House Judiciary Chair Jim Jordan, R-Ohio, subpoenaed Fulton County District Attorney Fani Willis on Friday, intensifying his pursuit of documents from her office. It’s been a priority for Jordan since the Georgia prosecutor indicted former President Donald Trump and 18 others for attempting to steal the 2020 presidential election in that state. But while his past attempts to extract information from Willis have been blatant in their desire to undercut the case against Trump, this time around Jordan is being a bit more subtle.
Jordan’s letter to Willis cites an alleged whistleblower who was fired from her office in what the former employee claims was retaliation for raising concerns about how federal grants have potentially been spent. An expressed concern about how Willis has been spending federal funds is the thing Jordan has been using as a thin justification for his attempts to undercut her case against Trump. Whatever the merit of the alleged whistleblower’s claims, if there’s any merit at all, there’s no reason to believe Jordan actually cares about them.
The former employee, Amanda Timpson, led a program focused on gang prevention and intervention in 2018 under Willis’ predecessor. Timpson claimed in an interview with The Washington Free Beacon that she was demoted and then fired after telling a Willis campaign aide that he couldn’t use money from a federal grant issued for gang prevention programming to buy unrelated materials. Jordan cites that report in his letter, claiming that the “allegations raise serious concerns about whether you were appropriately supervising the expenditure of federal grant funding allocated to your office and whether you took actions to conceal your office’s unlawful use of federal funds.”
Willis’ office said in a Friday-morning statement that the “false allegations” Jordan cites are “included in baseless litigation filed by a holdover employee from the prior administration who was terminated for cause.” The statement added that “the courts that have ruled found no merit in these claims” and that they “expect the same result in any pending litigation.” Willis is referring to a discrimination suit that Timpson filed in federal court that was dismissed and an ongoing suit Timpson filed under the Georgia Whistleblower Act. As of December, no trial date had been set in that lawsuit. Willis also added that the county’s “federally-funded Sexual Assault Kit Initiative has been cited by the United States Attorney General as a model program.”
NBC News has not verified any of the claims that Timpson has made, but any evidence that federal funds were misused would be a serious matter. That said, the focus on this particular program is new for Jordan. In his initial letter to Willis in August, Jordan was transparent about his motives; he acknowledged he was responding to the Trump indictment. Whether federal money had been used in the Trump investigation was third on his list of reasons for demanding documents from her. A Dec. 5 follow-up letter focused more on whether Willis had cooperated with the House Jan. 6 committee (which Jordan himself had not) than anything involving federal grant money.

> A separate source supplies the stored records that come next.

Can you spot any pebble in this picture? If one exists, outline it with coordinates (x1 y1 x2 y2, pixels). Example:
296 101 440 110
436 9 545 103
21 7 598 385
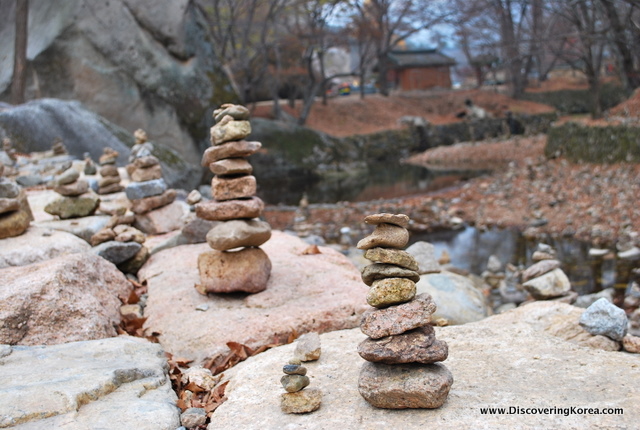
367 277 416 308
280 388 322 414
283 364 307 375
356 223 409 250
180 407 207 428
364 247 419 271
579 297 628 341
214 103 250 122
280 374 310 393
91 240 142 265
210 116 251 145
54 179 89 197
622 334 640 353
186 189 202 205
0 197 20 214
54 168 80 185
361 263 420 286
294 332 321 362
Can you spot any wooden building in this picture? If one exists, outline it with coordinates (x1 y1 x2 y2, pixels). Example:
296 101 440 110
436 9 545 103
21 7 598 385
387 49 456 91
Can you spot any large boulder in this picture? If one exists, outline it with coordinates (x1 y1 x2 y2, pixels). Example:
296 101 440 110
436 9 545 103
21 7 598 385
139 230 369 366
0 0 236 169
0 226 90 268
208 302 639 429
416 270 489 324
0 336 180 429
0 99 199 190
0 253 131 345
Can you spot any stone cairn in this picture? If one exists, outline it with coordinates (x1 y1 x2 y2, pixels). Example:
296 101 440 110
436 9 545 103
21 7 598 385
44 164 100 219
280 358 322 414
125 129 176 216
356 213 453 409
521 243 574 302
97 147 124 194
83 152 97 175
195 104 272 294
0 162 34 239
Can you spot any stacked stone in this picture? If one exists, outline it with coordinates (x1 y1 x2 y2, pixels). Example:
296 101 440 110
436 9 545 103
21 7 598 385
90 210 149 273
356 213 453 409
0 163 34 239
83 152 97 175
125 130 176 215
280 359 322 414
97 147 124 194
195 104 272 294
522 243 573 301
44 165 100 219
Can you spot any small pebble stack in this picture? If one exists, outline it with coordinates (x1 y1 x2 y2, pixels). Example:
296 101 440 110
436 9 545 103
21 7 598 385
280 359 322 414
0 163 33 239
83 152 97 175
356 213 453 409
125 129 176 215
195 103 272 294
97 147 124 194
90 209 148 273
44 165 100 219
522 243 573 301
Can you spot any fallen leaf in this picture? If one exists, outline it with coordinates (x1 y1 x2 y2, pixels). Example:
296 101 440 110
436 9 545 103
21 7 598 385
302 244 321 255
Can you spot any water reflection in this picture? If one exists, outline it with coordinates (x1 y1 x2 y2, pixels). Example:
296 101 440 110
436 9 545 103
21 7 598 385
412 225 632 295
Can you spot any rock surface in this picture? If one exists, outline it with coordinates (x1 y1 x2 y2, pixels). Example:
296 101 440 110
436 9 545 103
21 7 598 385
416 271 488 324
139 230 369 366
0 226 90 268
0 336 180 429
0 253 131 345
208 302 640 429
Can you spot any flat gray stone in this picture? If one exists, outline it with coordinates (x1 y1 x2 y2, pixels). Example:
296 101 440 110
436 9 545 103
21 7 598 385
406 241 441 274
92 240 142 264
579 298 628 341
358 327 447 364
0 337 180 429
34 215 111 242
205 219 271 251
361 263 420 286
125 178 167 200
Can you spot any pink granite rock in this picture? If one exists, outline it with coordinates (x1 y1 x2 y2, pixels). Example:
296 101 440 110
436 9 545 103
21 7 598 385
360 293 436 339
209 158 253 176
139 230 369 366
211 175 257 201
0 253 131 345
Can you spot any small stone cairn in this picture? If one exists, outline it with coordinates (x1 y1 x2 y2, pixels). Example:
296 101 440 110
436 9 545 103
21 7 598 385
97 147 124 194
522 243 574 301
83 152 97 175
0 163 34 239
195 104 272 294
280 358 322 414
124 129 176 215
44 165 100 219
356 213 453 409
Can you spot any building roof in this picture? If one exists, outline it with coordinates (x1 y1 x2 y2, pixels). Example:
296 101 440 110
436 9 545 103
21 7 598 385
388 49 456 68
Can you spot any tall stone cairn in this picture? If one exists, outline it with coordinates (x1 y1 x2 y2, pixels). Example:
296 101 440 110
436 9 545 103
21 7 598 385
124 129 176 215
97 147 124 194
195 104 272 294
0 163 34 239
356 213 453 409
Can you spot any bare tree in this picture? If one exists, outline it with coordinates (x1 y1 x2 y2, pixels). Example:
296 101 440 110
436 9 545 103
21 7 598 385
11 0 29 105
599 0 640 92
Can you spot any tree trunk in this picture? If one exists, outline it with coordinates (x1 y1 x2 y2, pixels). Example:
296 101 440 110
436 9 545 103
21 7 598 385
589 77 603 119
11 0 29 105
376 53 390 96
599 0 640 92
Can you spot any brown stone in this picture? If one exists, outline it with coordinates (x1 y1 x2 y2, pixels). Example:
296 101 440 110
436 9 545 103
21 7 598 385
622 334 640 353
0 206 31 239
117 245 150 274
0 197 20 215
364 247 419 271
114 225 146 243
360 293 436 339
91 228 116 246
280 389 322 414
98 183 124 194
54 179 89 197
358 362 453 409
358 330 447 364
130 189 177 214
210 115 251 145
209 158 253 176
364 213 410 228
201 141 261 166
205 219 271 251
131 164 163 182
367 278 416 308
357 223 409 250
197 247 271 294
98 175 121 188
361 263 420 286
213 104 250 123
99 164 119 177
211 175 257 201
195 197 264 221
133 155 160 168
522 259 562 282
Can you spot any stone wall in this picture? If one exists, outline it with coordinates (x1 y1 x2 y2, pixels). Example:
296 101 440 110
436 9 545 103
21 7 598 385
521 84 627 114
546 122 640 162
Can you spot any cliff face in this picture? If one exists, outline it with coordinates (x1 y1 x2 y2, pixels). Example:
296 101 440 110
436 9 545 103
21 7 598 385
0 0 236 165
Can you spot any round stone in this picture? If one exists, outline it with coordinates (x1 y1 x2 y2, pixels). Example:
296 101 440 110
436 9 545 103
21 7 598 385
358 362 453 409
357 223 409 250
98 164 118 177
366 278 416 308
55 168 80 185
280 374 310 393
283 364 307 375
364 248 419 271
206 219 271 251
197 247 271 294
361 263 420 286
364 213 410 228
54 179 89 197
280 388 322 414
358 329 448 364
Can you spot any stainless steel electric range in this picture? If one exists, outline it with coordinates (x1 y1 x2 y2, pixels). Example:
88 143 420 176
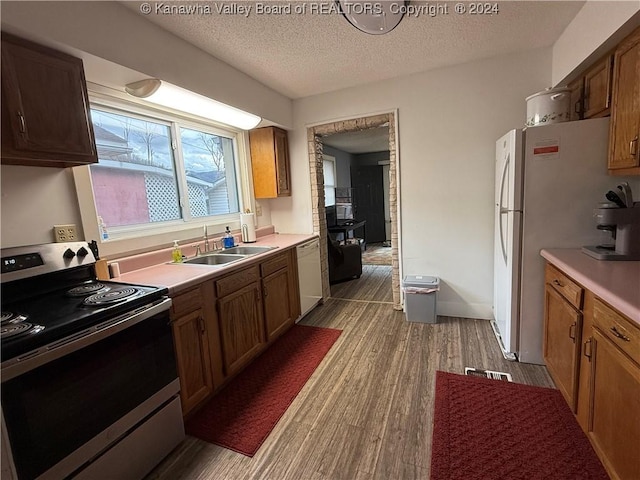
1 242 184 480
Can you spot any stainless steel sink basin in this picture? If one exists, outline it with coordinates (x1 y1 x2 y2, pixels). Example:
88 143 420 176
221 246 276 255
183 254 246 266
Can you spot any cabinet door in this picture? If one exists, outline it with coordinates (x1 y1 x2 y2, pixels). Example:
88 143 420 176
1 33 97 167
609 28 640 172
583 55 613 119
218 282 265 376
567 77 584 121
249 127 291 198
273 127 291 196
263 268 293 342
589 329 640 480
543 285 582 411
172 309 213 415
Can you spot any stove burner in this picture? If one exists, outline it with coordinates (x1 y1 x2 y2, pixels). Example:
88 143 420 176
1 322 44 340
83 287 139 306
1 312 28 326
67 282 107 297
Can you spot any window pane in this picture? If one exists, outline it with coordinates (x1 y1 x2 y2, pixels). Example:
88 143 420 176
180 127 239 218
90 109 179 228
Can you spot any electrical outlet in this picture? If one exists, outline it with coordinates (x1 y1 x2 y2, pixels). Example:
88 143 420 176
53 224 77 242
255 202 263 216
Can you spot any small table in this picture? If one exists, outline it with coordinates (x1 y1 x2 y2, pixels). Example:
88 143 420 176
328 220 367 250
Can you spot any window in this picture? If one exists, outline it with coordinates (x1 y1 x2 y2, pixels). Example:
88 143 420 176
323 155 336 206
90 107 241 233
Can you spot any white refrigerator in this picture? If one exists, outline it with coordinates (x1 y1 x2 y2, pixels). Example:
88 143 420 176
493 117 623 365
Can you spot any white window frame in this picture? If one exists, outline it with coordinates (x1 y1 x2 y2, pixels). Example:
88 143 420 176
323 154 336 206
73 83 256 259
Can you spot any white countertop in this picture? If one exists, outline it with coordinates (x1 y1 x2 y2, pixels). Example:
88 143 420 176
540 248 640 326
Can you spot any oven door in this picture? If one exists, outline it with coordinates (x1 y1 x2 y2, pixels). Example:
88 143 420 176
1 298 180 480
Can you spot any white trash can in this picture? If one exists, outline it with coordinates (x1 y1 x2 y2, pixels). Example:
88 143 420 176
403 275 439 323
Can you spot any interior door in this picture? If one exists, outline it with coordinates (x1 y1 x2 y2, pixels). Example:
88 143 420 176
351 165 385 243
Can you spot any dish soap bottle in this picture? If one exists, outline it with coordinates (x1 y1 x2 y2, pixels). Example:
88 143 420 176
172 240 183 263
223 226 235 249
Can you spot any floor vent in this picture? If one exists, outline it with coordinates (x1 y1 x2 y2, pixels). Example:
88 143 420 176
464 367 512 382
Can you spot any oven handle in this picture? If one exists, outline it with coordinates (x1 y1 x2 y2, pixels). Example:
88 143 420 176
1 297 172 382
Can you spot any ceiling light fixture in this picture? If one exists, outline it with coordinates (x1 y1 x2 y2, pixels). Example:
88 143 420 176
124 79 261 130
337 1 407 35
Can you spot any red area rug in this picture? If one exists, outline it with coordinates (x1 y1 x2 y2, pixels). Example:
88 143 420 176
430 371 608 480
185 325 342 457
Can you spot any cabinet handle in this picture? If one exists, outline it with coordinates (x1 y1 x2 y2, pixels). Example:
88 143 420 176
17 112 26 133
610 326 631 342
584 338 592 360
574 100 581 115
255 288 261 302
263 286 268 298
630 136 638 158
198 316 205 333
552 279 563 287
569 322 577 341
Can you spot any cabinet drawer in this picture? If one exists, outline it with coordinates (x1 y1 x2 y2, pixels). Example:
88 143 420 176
545 264 583 309
593 298 640 365
260 252 289 277
216 265 260 297
171 285 203 318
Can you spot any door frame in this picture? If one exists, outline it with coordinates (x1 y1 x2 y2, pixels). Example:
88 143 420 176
306 110 403 310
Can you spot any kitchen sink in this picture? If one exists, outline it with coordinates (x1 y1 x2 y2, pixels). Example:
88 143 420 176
221 246 276 255
182 254 246 266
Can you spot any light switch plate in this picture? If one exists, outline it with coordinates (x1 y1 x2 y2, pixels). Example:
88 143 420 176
53 224 77 242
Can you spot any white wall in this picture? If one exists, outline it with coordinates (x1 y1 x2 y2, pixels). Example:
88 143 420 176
552 2 639 85
274 48 552 319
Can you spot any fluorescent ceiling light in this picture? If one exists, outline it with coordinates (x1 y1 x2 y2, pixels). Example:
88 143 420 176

Friday’s subpoena is the latest in what is a clear pattern of Jordan and his fellow House Republicans trying to investigate those who investigate Trump. It’s the same thing they attempted with Manhattan District Attorney Alvin Bragg before he’d even charged Trump with anything, right down to citing his potential misuse of federal funds in his investigation of Trump paying hush money to adult film actor Stormy Daniels.
The Judiciary Committee’s letter is the second notable attempt to discredit the case against Trump that focuses less on the allegations against Trump and more on Willis’ character. Former Trump campaign official Mike Roman, a co-defendant in the Georgia case, filed a motion to have his case dismissed last month. He said Willis had carried on an intimate relationship with a private attorney she appointed to work the case and had thereby created a conflict of interest that was unfair to him as a defendant. In a Friday statement, Willis acknowledged the relationship with the attorney she appointed to the case, but she denied that she had any financial incentive to pursue the indictment and said the case has not been compromised.
Against all evidence to the contrary, Jordan’s letter to Willis on Friday was keen to stress the very real legislative need for her compliance. The committee has “jurisdiction to conduct oversight of matters concerning DOJ grant programs and criminal justice to inform potential legislative reforms,” he wrote, implying that this has long been a major concern of his. This façade is his attempt to give legitimacy to the GOP’s requests. Congress only has subpoena power to compel testimony that will better inform lawmakers as they write laws.
Call me cynical, but I’m having a hard time believing legislating is at the top of Jordan’s mind here. He’s not exactly known for his capacity for drafting laws, and none of the investigations he’s been running have produced any drafts seeking to update, revise or otherwise change any law. He wouldn’t be interested at all in how federal dollars devoted to gang prevention were being spent if they’d been given to a district attorney who wasn’t prosecuting Donald Trump.